Prima Mestre, poi Trieste
Seguendo la riviera del Brenta con le sue ville si punta su Mestre, città tanto ciclabile che per i forestieri è dura seguire l’Intreccio dei percorsi. Quello sulle ciclabili cittadine e paracittadine è un altro discorso da fare, nel quale Mestre fa eccezione decisa: residuali, spesso incastrate per non dare fastidio, mal segnalate, sfocianti nel nulla, le ciclabili urbane rimangono ancora un punto oscuro che spesso, più che proteggere i ciclisti, ne mettono a repentaglio l’incolumità, propria e altrui. Inizia poi il tratto forse più bello di tutto il viaggio, quello lungo il Sile. Una pista ombreggiata lungo il fiume tortuoso che punta su Treviso, un piccolo paradiso terrestre di flora e fauna con acque freddissime, punteggiato di osterie. Ad una di queste, a Casier, sperimentiamo la biodiversità cicloturistica: ad una tavolo si adunano due milanesi che seguono la via Postumia, due romani che puntano verso la ciclabile delle Dolomiti e due olandesi diretti a Villach. Inizia il tratto friulano, che dal punto di vista della ciclabilità è il meno strutturato di tutto l’itinerario.
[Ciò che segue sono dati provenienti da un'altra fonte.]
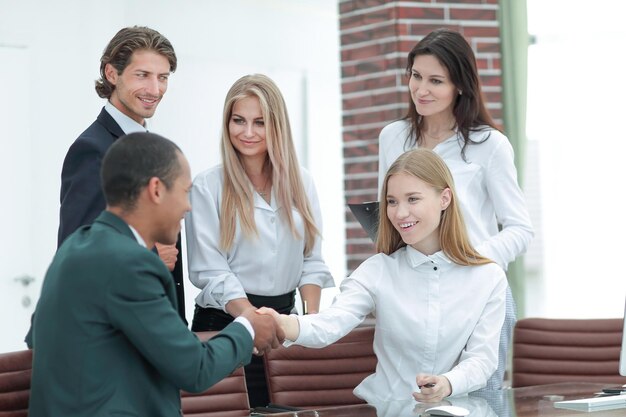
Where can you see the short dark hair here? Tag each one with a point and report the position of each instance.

È emozionante, però, scendere con dolcezza verso il mare dopo la salita di Duino, e infine una volta traversato il porto vecchio tra dock ristrutturati e fatiscenti arrivare nella grande piazza di Trieste, dove è situato l’immaginario striscione d’arrivo. Ora si può derogare ai sacrifici atletici e andare in piacevole compagnia per osmize, le osterie temporanee che punteggiano il Carso.
Fatelo anche voi
Per chi fosse interessato, il percorso è sul sito www.aidainbici.it. Il mezzo migliore per questo itinerario è una bici gravel, o una da trekking/cicloturismo con coperture generose che aiutano nei moltissimi tratti di sterrato (preparatevi a vivere impolverati se fa caldo o fangosetti se piove). Tratti un minimo disagevoli solo tra Vercelli e Novara, per la presenza di pietre e ciottoli, ma senza mai scendere. Sarebbe meglio scegliere periodi di caldo tollerabile, perché tanto del percorso non gode di ombra. Come già detto, altimetria irrilevante tranne nella zona del Garda: il ciclista mediamente allenato può, dunque, seguire il ritmo proposto dal sito (circa 90/100 km al giorno) per fare anche del turismo, oltre al biciclettare.